Le bureau de Martin Eastwood était terriblement intimidant. Personne dans l’Institut n’avait jamais vu sourire sa secrétaire à tête de bouledogue. Werner Fischer se présenta à la porte et la questionna du regard. En le regardant par-dessus la monture de ses lunettes, elle lui signifia de la tête que le grand chef l’attendait. Il entra. Au moins quinze mètres séparaient le seuil du bureau du chef. Les deux Chesterfield et le canapé assorti se trouvaient à la même distance, et ils étaient bien plus bas que le bureau. Quiconque s’asseyait là semblait rejouer la célèbre scène du Dictateur de Chaplin. Eastwood aimait montrer qui était le patron. Tout au plus pouviez-vous obtenir, et seulement si vous étiez le directeur de la CIA ou de la NSA, ou le vice-président, qu’il s’assoie face à vous, dans l’un des fauteuils. Aucun des employés n’avait jamais eu ce privilège. À part Werner, à l’époque où Martin le courtisait assidûment et où il lui avait promis monts et merveilles pour le faire venir.
L’Institut de recherche et d’expérimentation sur le comportement humain était une institution secrète connue de quelques personnes seulement dans le monde. Il avait été fondé pour étudier le comportement humain dans des situations extrêmes et pour trouver de nouvelles et complexes méthodes destinées à enfermer la population dans une dépendance totale vis-à-vis de l’État. C’était ainsi que les entités à l’origine de sa fondation se considéraient : comme l’État. Il en sortait les idées les plus folles, pour occuper l’esprit des individus réduits au statut de consommateurs perpétuels, dont les obsessions leur étaient servies sur un plateau. On y inventait les plus cruelles dépendances et on y élaborait les stratégies de fragmentation de la société. En bref, l’Institut avait pour but de développer à la chaîne de nouvelles formes de lavage de cerveau et de briser toute velléité de pensée indépendante. Dans les rares cas d’échec, on passait au plan B, à savoir l’isolement des sujets. Et par tous les moyens. De la décrédibilisation totale à l’assassinat, en dernier ressort. D’ordinaire, les gens qui pensaient par eux-mêmes, de plus en plus rares, réagissaient au premier seuil de persuasion, à savoir le dessous-de-table. En emplois fictifs ou en cash.

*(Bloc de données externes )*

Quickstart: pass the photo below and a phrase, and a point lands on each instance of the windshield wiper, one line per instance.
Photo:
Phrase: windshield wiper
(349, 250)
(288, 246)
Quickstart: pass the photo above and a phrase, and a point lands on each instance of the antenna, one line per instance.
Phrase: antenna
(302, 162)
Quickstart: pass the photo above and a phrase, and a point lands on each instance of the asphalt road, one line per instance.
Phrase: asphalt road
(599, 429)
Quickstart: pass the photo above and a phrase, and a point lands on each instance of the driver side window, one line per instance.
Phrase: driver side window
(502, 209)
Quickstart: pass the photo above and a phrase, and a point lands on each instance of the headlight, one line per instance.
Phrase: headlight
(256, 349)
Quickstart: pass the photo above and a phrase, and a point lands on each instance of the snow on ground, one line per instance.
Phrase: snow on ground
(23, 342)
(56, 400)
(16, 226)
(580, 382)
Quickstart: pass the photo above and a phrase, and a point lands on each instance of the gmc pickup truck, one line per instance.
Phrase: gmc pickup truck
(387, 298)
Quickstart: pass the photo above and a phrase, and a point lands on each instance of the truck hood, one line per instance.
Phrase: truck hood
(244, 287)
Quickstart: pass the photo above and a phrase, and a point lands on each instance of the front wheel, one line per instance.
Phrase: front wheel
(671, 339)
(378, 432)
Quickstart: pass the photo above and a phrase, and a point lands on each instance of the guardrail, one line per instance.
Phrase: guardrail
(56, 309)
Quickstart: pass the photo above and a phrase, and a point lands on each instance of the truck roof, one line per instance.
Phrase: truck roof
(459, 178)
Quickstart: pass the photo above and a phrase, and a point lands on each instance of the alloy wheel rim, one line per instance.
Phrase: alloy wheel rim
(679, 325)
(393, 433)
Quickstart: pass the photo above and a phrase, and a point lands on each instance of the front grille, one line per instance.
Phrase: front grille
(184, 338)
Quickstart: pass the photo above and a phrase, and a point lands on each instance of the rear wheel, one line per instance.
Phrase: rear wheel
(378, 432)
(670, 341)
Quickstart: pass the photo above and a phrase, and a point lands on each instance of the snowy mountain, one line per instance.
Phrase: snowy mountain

— Vous m’avez promis quelque chose ! aboya Eastwood en direction de l’homme qui se tenait modestement devant lui.
— Je peux m’approcher ? s’enquit Werner.
Le chef le lui permit. Avec un grand sourire, Werner bondit jusqu’au bureau et tendit le dossier à son patron. Ce dernier le saisit avec un air dubitatif, l’ouvrit et le feuilleta.
— Vous en êtes certain ? lui demanda-t-il.
Oui, il en était sûr. Plus sûr qu’il ne l’avait jamais été.
— Vous avez appelé Bella ? reprit Eastwood.
— Je n’attendais que votre aval.
— Et vous ne voulez pas me dire où vous avez disparu pendant deux jours ?
Werner sourit.
— Un professionnel ne dévoile jamais ses méthodes, pas plus qu’un journaliste ne révèle ses sources. Il se contente d’apporter des résultats. Et c’est ce que vous souhaitez. Des résultats.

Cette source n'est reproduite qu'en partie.